I thought of the way Katie would blush and stammer when she was confronted with something she didn’t want to talk about. And then I thought of how she’d looked every time she denied having a baby: her chin jutting straight, her eyes bright, her focus right on me. “In her mind, that baby never happened,” I said quietly.
Coop considered this. “Maybe not in her mind,” he answered. “But that baby was here.”
Katie fisted her hands in her lap, looking as if she’d been sentenced to an execution. “Dr. Cooper just wants to ask you some questions,” I explained. “You can relax.”
Coop smiled at her. We were all sitting by the creek, far enough away from the house for privacy. He slipped a tape recorder out of his pocket, and I quickly caught his eye and shook my head. Unfazed, Coop reached for his pad instead. “Katie, I just want to start off by telling you that whatever you say isn’t going to go beyond us. I’m not here to tattle on you; I’m just here to help you work through some of the feelings you must be having.”
She looked at Ellie, then back at Coop.
He grinned. “So-how are you feeling?”
“All right,” she said, wary. “Good enough that I don’t need to talk to you.”
“I can understand why you feel that way,” Coop responded pleasantly. “A lot of people do, who’ve never spoken to a psychiatrist. And then they figure out that sometimes it’s easier to talk to a stranger about personal things than it is to talk to a family member.”

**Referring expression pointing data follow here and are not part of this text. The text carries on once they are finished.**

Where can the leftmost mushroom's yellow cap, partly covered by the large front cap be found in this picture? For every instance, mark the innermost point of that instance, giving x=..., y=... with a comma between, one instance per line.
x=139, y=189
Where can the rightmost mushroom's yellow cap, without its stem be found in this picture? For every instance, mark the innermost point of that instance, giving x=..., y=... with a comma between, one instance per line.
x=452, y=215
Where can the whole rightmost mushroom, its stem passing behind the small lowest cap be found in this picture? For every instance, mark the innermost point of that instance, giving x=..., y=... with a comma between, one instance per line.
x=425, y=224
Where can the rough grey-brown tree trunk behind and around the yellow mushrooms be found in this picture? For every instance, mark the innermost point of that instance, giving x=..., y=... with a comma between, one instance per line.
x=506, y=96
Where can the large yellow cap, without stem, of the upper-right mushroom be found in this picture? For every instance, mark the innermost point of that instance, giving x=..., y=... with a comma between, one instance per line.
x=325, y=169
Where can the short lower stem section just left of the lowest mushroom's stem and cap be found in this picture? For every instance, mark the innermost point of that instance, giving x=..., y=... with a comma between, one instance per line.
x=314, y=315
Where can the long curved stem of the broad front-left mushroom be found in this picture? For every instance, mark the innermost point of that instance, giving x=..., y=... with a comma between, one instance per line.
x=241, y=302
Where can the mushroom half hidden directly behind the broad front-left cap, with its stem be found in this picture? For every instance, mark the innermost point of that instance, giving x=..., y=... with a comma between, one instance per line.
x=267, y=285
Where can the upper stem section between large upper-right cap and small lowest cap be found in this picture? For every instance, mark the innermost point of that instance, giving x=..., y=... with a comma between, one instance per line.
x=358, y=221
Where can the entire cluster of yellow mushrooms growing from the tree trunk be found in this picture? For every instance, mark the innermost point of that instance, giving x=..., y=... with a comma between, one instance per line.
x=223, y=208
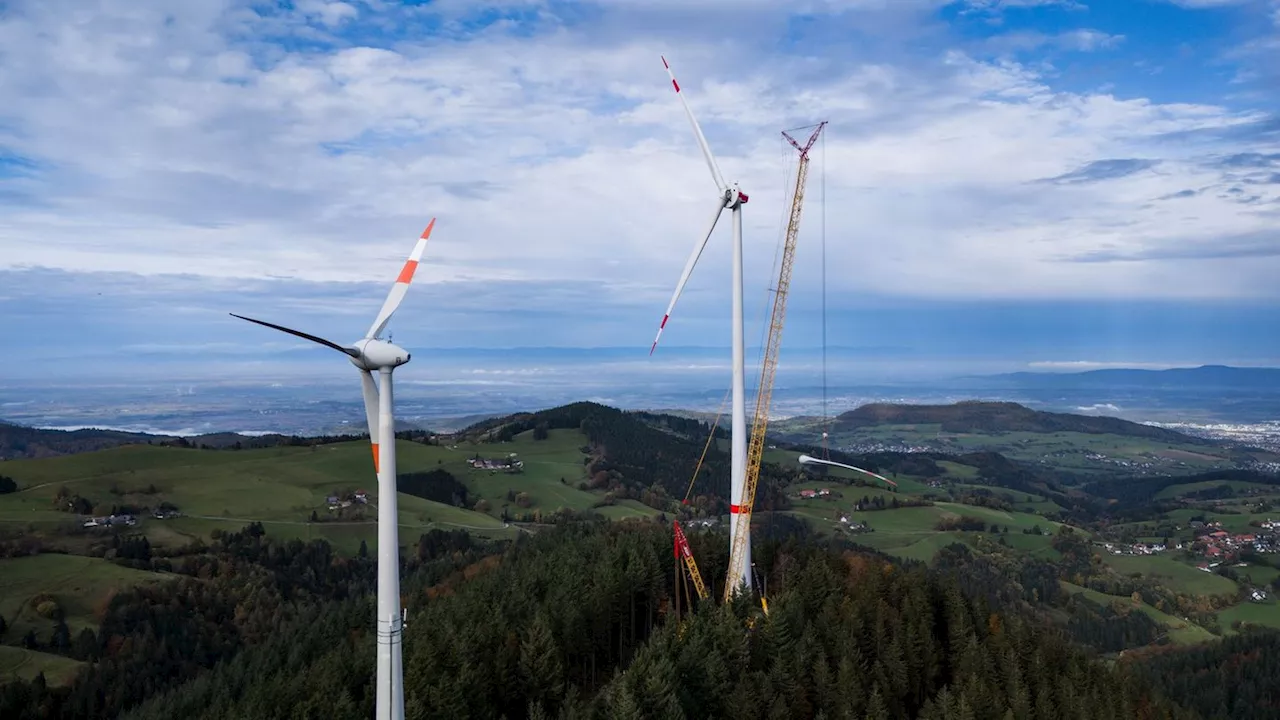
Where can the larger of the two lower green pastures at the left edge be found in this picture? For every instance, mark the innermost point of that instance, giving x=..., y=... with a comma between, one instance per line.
x=79, y=585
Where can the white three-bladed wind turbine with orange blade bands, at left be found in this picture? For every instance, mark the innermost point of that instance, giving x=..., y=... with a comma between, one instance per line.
x=372, y=354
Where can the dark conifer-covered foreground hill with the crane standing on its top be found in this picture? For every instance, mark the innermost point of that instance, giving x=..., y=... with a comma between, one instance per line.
x=577, y=623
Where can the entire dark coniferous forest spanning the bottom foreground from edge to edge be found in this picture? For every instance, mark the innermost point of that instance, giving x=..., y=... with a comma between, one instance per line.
x=578, y=622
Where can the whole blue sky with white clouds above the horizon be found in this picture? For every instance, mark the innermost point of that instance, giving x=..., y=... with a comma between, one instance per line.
x=1041, y=183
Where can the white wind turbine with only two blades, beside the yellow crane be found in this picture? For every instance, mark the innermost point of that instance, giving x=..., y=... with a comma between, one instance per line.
x=732, y=198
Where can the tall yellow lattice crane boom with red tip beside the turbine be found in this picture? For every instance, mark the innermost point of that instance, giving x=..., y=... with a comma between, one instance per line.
x=769, y=368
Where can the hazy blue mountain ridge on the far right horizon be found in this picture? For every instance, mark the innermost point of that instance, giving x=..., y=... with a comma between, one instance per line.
x=1201, y=377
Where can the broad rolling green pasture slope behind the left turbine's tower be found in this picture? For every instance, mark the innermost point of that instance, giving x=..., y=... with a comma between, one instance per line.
x=282, y=486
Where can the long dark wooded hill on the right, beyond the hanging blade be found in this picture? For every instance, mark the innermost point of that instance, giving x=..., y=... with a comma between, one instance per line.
x=973, y=416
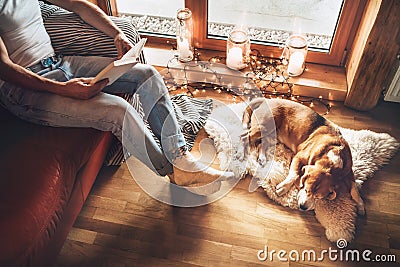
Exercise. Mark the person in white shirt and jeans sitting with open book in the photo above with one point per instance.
(49, 89)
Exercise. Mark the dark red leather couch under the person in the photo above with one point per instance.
(46, 174)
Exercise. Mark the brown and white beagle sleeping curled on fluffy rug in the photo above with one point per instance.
(321, 167)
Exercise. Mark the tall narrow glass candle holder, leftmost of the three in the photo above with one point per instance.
(184, 37)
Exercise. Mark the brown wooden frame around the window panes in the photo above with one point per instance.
(342, 42)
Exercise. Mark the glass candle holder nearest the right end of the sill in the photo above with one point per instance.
(295, 54)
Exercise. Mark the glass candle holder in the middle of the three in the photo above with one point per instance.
(237, 49)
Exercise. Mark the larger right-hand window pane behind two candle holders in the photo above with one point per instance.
(272, 21)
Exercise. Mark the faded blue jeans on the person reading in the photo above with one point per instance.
(105, 111)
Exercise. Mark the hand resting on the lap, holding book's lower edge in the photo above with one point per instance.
(80, 88)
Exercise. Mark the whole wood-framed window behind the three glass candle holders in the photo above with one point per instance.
(330, 25)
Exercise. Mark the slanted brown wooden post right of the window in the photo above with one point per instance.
(373, 54)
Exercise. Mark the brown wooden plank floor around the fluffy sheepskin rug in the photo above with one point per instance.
(120, 225)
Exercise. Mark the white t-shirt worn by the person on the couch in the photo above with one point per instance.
(23, 32)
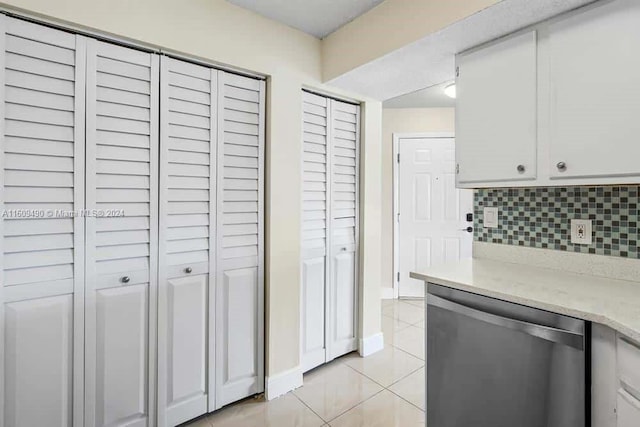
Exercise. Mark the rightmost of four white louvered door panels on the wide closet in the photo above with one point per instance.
(240, 247)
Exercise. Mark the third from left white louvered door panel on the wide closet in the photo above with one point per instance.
(187, 239)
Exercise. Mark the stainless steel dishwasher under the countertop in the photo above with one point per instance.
(491, 363)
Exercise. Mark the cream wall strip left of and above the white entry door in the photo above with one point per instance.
(402, 120)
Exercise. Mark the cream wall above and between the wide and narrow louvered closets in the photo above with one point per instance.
(218, 31)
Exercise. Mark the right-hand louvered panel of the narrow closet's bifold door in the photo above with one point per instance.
(342, 289)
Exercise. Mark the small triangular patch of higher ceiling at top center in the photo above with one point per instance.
(316, 17)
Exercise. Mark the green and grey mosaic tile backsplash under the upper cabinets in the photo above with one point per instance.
(540, 218)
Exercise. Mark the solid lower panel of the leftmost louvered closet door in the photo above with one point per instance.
(38, 362)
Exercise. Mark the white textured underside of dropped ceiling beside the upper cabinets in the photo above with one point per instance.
(430, 60)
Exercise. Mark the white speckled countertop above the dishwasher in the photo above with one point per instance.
(611, 302)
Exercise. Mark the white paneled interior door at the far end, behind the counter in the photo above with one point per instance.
(432, 211)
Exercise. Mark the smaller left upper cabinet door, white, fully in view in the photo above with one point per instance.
(496, 113)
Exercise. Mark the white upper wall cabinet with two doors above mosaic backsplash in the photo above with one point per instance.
(571, 101)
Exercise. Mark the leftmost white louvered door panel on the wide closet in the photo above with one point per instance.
(41, 183)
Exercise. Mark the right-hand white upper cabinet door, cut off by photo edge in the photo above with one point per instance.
(594, 92)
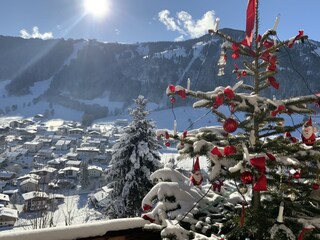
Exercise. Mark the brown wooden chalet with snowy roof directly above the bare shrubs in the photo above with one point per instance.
(34, 201)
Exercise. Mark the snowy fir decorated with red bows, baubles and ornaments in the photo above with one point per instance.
(263, 181)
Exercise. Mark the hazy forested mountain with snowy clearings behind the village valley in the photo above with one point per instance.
(75, 73)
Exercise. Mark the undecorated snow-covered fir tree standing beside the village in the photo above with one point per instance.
(134, 158)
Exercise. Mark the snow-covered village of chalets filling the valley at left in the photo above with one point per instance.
(42, 165)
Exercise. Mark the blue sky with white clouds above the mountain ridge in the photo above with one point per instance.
(151, 20)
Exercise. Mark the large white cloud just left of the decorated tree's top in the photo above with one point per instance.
(185, 25)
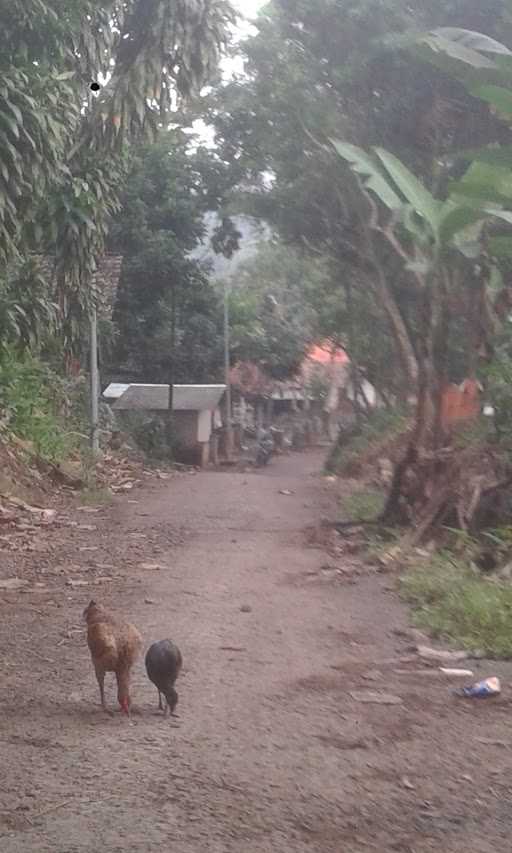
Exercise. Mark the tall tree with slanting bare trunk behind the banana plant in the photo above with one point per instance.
(317, 70)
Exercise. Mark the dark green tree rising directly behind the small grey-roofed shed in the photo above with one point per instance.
(168, 315)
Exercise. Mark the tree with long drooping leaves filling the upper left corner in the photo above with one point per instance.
(62, 160)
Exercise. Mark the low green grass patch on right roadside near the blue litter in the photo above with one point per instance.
(453, 601)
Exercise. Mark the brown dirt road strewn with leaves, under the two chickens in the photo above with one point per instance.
(271, 752)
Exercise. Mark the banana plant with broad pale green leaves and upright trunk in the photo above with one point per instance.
(435, 238)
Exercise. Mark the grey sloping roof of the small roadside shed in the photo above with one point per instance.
(155, 398)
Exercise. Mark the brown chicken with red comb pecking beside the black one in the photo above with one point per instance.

I knew Coop was watching the same things I was-how Katie’s spine had become just a little less stiff, how her hands had uncurled in her lap. As his voice continued to wash over her, as his eyes held hers, I wondered how anyone stood a chance of keeping secrets from him. There was an affability to Coop, an effortless charm, that immediately made you feel like you had an intimate connection to him.
Then again, I had.
Shaking my attention back to my client, I listened to Coop’s question. “Can you tell me about your relationship with your parents?”
Katie looked at me as if she didn’t understand. What was a perfectly normal question for a clinical interview seemed silly, given the Amish. “They are my parents,” she said haltingly.
“Do you spend a lot of time with them?”
“Ja, out in the fields or in the kitchen, at meals, at prayer.” She blinked at Coop. “I’m with them all the time.”
“Are you close to your mother?”
Katie nodded. “I’m all she’s got.”
“Have you ever had seizures, Katie, or head trauma?”
“No.”
“How about very bad bellyaches?”
“Once.” Katie smiled. “After my brother dared me to eat ten apples that weren’t ripe.”
“But not . . . recently?” She shook her head. “How about losing big chunks of time . . . you suddenly realize that hours have passed, and you can’t remember where you’ve been or what you’ve done?”